Los mercadillos al aire libre siguen siendo uno de esos planes capaces de convertir una mañana cualquiera en una pequeña búsqueda del tesoro. Entre puestos y objetos antiguos, nunca se sabe qué pieza puede aparecer.
En Sevilla existe uno especialmente singular. Se trata del Mercadillo del Jueves, una cita que cada semana transforma la histórica calle Feria en un enorme escaparate de antigüedades, coleccionismo y todo tipo de curiosidades.
Su historia se remonta a la Edad Media y está considerado el mercado al aire libre en activo más antiguo de Sevilla y uno de los más antiguos de Europa. Una tradición que ha conseguido sobrevivir durante siglos sin perder su carácter popular.
De hecho, su fama viene de lejos. El mercado aparece mencionado en Rinconete y Cortadillo, de Miguel de Cervantes, reflejo de la importancia que ya tenía este rincón sevillano como lugar de encuentro, compraventa y vida callejera.
A diferencia de otros rastros más comerciales, aquí conviven piezas de anticuario con objetos cotidianos, recuerdos de otras épocas y auténticos cachivaches. Precisamente esa mezcla imprevisible es buena parte de su encanto.
Antigüedades y coleccionismo
Cada jueves, los puestos ocupan parte de la calle Feria, en pleno casco histórico de Sevilla. El mercado comienza a primera hora de la mañana y suele mantenerse activo aproximadamente hasta las 14:30 o 15:00 horas.
Entre sus puestos pueden encontrarse antiguas piezas de cerámica y azulejos trianeros, cuadros, esculturas religiosas, marcos, relojes y otros objetos decorativos con décadas de historia.
El Mercadillo de "El Jueves" es el rastro al aire libre más antiguo de Europa.
El coleccionismo también ocupa un lugar destacado. Monedas, billetes, sellos, postales antiguas, fotografías en blanco y negro, tebeos y cómics comparten espacio con piezas mucho más inesperadas.
También aparecen vinilos, cámaras fotográficas analógicas, radios antiguas, juguetes de madera o de hojalata, sombreros y herramientas que hace años dejaron de encontrarse en las tiendas.
La ropa y los complementos de segunda mano también tienen su espacio. Entre los puestos pueden aparecer prendas vintage, bolsos, zapatos y otras piezas usadas que amplían todavía más la variedad del mercadillo.
A ellos se suman libros usados, bisutería, cuberterías, pequeños muebles y toda clase de objetos difíciles de clasificar. La oferta cambia cada semana, por lo que recorrer los puestos forma parte de la propia experiencia.
El mercado se celebra todos los jueves del año, salvo cuando la fecha coincide con el Jueves Santo, y se extiende por uno de los tramos más conocidos de la calle Feria.
Una tradición con siglos de historia
Para quienes buscan antigüedades concretas o piezas de coleccionismo, merece la pena madrugar. Las primeras horas de la mañana permiten recorrer los puestos con más tranquilidad y descubrir los objetos antes de que avance la jornada.
El regateo también forma parte de la tradición del mercadillo. Muchos vendedores están acostumbrados a negociar el precio, especialmente cuando se trata de objetos antiguos o se compran varias piezas.
Además, la ubicación permite completar fácilmente el plan sin abandonar el barrio.
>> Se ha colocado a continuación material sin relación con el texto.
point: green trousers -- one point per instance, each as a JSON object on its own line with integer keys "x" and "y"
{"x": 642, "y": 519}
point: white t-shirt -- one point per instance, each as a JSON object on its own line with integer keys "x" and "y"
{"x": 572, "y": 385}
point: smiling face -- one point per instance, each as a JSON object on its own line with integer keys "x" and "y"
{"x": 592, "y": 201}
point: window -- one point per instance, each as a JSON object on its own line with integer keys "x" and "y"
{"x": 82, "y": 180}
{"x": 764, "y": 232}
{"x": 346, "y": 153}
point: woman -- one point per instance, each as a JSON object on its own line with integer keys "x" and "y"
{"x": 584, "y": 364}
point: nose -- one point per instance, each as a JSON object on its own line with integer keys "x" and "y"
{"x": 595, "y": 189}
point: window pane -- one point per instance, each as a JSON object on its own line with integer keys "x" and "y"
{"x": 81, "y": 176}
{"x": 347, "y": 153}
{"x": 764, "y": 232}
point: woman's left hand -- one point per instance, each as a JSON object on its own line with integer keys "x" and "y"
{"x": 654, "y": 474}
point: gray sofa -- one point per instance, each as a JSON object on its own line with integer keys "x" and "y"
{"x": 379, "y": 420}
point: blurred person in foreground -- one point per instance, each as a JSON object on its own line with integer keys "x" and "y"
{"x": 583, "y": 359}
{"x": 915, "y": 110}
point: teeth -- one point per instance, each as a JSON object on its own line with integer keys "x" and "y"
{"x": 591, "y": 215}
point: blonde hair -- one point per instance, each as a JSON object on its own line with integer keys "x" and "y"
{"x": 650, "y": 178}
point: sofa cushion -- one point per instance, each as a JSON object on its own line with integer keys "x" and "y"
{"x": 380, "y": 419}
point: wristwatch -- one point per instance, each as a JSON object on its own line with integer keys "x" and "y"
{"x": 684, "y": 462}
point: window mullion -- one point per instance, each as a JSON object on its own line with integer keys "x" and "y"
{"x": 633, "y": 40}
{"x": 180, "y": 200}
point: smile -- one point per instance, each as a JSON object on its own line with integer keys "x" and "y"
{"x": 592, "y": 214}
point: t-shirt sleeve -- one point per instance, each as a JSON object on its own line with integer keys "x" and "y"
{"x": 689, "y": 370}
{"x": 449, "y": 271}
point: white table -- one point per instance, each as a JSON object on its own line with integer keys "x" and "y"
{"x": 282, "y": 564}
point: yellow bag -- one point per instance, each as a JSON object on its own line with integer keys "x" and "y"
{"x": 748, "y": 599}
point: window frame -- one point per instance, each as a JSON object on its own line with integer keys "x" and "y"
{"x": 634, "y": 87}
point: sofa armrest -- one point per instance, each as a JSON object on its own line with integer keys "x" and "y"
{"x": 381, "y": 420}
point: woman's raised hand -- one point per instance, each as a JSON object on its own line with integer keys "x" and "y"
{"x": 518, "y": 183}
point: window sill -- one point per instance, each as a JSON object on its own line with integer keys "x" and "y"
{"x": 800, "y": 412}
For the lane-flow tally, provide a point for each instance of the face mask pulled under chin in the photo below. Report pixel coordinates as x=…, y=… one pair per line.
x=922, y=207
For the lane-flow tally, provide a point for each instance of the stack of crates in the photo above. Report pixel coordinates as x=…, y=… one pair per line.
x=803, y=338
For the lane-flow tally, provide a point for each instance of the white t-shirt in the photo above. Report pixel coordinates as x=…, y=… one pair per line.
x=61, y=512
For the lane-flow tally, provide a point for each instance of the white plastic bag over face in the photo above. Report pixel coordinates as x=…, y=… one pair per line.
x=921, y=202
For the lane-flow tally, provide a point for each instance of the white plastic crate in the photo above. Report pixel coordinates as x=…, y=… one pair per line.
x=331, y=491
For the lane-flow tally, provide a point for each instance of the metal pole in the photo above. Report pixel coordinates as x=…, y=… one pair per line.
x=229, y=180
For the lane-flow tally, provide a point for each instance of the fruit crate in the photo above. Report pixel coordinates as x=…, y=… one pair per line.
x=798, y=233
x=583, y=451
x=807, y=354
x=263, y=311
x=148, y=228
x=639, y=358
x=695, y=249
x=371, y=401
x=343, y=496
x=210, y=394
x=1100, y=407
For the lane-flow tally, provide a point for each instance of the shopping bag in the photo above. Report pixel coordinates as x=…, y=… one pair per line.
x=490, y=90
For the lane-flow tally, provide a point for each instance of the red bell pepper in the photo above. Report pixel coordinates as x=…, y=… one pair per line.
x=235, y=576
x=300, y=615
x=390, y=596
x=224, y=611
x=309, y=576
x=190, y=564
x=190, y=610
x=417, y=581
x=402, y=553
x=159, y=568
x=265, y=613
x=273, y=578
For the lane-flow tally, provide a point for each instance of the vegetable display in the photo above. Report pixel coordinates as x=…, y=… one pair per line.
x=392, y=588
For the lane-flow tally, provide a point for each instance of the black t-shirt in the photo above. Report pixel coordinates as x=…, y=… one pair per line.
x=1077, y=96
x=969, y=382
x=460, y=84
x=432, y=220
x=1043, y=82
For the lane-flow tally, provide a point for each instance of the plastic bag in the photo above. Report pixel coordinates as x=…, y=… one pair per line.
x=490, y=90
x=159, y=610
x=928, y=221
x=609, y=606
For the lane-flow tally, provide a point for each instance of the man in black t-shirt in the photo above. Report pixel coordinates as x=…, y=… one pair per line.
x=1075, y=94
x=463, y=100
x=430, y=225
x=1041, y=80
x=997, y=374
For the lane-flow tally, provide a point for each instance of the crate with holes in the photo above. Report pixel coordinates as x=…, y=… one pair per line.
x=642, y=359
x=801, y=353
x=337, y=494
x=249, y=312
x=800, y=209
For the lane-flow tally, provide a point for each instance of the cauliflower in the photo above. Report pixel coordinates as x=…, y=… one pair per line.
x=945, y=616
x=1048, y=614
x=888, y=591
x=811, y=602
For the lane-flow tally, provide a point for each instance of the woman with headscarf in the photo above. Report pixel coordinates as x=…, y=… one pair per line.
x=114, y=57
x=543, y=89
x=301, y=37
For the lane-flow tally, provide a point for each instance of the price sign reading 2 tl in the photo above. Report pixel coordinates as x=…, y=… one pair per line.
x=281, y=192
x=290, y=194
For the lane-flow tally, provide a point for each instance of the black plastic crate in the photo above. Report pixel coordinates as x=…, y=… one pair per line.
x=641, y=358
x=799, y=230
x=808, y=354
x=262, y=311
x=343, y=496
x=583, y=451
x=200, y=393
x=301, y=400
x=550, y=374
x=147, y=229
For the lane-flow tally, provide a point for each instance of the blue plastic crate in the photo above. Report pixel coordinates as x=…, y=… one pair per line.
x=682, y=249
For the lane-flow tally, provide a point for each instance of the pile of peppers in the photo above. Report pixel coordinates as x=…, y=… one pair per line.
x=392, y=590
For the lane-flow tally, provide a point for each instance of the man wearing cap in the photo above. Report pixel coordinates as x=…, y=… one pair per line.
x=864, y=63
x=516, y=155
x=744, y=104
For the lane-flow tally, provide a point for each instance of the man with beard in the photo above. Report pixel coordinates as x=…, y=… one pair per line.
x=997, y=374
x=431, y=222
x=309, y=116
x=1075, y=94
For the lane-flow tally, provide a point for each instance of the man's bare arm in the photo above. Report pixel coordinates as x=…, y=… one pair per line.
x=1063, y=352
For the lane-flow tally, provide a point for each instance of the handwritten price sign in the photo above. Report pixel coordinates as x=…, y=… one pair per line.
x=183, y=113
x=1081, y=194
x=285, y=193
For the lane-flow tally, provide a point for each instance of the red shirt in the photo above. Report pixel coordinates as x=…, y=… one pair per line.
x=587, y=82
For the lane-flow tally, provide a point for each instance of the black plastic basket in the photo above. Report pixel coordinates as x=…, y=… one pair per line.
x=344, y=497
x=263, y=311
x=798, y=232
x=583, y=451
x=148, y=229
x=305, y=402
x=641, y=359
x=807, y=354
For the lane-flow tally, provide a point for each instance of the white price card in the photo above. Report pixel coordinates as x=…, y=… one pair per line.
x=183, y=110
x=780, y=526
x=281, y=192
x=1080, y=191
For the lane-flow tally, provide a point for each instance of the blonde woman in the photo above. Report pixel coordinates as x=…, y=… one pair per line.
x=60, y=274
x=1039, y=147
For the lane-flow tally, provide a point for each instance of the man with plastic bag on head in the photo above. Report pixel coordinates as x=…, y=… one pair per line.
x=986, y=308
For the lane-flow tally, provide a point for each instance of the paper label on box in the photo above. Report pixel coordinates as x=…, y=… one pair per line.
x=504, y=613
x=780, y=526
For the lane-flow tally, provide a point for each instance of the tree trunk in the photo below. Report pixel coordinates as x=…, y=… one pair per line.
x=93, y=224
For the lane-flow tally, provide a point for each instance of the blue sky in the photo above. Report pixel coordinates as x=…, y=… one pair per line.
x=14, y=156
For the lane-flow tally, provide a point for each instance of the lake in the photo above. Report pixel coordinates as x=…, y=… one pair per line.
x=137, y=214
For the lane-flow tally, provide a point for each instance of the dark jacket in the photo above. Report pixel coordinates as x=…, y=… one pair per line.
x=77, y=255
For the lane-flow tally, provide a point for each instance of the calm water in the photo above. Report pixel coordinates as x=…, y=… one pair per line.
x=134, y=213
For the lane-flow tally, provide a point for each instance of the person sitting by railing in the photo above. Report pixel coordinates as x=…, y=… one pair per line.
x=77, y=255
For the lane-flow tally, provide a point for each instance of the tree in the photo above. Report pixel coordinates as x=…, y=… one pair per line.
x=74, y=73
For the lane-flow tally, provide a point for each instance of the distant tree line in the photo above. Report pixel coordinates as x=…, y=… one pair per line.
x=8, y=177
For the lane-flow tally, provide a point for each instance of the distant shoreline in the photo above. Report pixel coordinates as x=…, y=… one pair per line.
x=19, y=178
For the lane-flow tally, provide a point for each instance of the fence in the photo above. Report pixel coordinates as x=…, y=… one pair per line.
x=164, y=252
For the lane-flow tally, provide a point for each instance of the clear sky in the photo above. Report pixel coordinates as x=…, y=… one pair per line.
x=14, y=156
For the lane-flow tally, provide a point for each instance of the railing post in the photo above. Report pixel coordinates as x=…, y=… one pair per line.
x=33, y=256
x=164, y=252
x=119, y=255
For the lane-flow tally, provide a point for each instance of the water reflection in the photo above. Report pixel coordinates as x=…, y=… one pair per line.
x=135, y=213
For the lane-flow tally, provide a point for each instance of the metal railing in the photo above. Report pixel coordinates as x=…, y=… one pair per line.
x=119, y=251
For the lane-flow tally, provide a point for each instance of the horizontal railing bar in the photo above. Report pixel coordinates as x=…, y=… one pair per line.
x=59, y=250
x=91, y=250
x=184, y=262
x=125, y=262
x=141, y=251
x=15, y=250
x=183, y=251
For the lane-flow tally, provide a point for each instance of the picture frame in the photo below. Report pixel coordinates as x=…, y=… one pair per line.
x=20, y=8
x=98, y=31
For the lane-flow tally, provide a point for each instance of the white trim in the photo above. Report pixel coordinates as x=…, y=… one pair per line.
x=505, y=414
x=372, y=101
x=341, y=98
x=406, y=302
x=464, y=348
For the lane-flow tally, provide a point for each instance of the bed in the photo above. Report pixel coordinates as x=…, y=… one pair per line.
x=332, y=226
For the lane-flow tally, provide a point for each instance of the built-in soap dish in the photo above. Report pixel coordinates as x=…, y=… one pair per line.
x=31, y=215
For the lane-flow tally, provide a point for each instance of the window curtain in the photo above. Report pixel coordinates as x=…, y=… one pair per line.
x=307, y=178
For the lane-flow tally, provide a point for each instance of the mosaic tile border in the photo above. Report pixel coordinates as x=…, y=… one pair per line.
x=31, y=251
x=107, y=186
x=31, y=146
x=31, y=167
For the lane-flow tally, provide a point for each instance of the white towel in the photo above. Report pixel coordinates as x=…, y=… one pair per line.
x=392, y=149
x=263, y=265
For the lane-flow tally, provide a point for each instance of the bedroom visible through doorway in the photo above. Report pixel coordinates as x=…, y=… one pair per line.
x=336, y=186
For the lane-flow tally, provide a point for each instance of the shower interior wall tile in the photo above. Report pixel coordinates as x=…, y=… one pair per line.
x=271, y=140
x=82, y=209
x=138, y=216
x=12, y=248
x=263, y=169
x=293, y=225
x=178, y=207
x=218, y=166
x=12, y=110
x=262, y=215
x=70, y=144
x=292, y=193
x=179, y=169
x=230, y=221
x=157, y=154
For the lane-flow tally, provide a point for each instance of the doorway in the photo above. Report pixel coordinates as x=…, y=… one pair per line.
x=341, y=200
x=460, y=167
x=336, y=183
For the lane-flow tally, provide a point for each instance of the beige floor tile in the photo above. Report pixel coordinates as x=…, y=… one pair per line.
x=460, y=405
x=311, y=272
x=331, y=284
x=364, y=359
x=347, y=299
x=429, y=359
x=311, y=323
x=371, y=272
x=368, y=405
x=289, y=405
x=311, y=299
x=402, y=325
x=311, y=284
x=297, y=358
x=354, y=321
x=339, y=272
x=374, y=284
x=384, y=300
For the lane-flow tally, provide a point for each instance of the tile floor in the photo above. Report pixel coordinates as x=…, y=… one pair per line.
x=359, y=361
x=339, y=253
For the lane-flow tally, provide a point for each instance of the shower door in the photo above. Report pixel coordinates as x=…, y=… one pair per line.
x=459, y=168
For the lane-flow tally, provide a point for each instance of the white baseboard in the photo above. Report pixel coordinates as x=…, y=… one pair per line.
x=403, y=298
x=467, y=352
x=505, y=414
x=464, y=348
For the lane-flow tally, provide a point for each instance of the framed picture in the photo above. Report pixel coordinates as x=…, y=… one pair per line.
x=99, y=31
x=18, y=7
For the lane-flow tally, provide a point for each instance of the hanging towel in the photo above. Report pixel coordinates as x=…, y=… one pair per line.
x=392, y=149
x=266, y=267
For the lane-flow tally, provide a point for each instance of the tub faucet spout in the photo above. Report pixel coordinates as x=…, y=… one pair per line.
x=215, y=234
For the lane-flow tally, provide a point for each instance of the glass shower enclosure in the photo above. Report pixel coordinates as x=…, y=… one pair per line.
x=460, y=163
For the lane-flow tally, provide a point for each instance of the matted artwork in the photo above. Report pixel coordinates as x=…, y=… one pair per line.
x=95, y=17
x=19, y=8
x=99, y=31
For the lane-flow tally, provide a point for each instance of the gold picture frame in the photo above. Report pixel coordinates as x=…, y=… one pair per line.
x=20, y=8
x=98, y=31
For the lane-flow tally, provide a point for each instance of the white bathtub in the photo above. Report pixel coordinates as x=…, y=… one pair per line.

Muy cerca se encuentra el Mercado de Abastos de la calle Feria, otro de los espacios históricos de esta zona de Sevilla.
Después de recorrer los puestos, es habitual terminar la mañana tomando una cerveza, un vermú o unas tapas en alguno de los establecimientos de los alrededores.
Más de siete siglos después de sus orígenes, el Mercadillo del Jueves continúa celebrándose semana tras semana. Una cita donde lo valioso no siempre es encontrar una antigüedad excepcional, sino disfrutar buscando entre objetos que todavía conservan parte de la historia de la ciudad.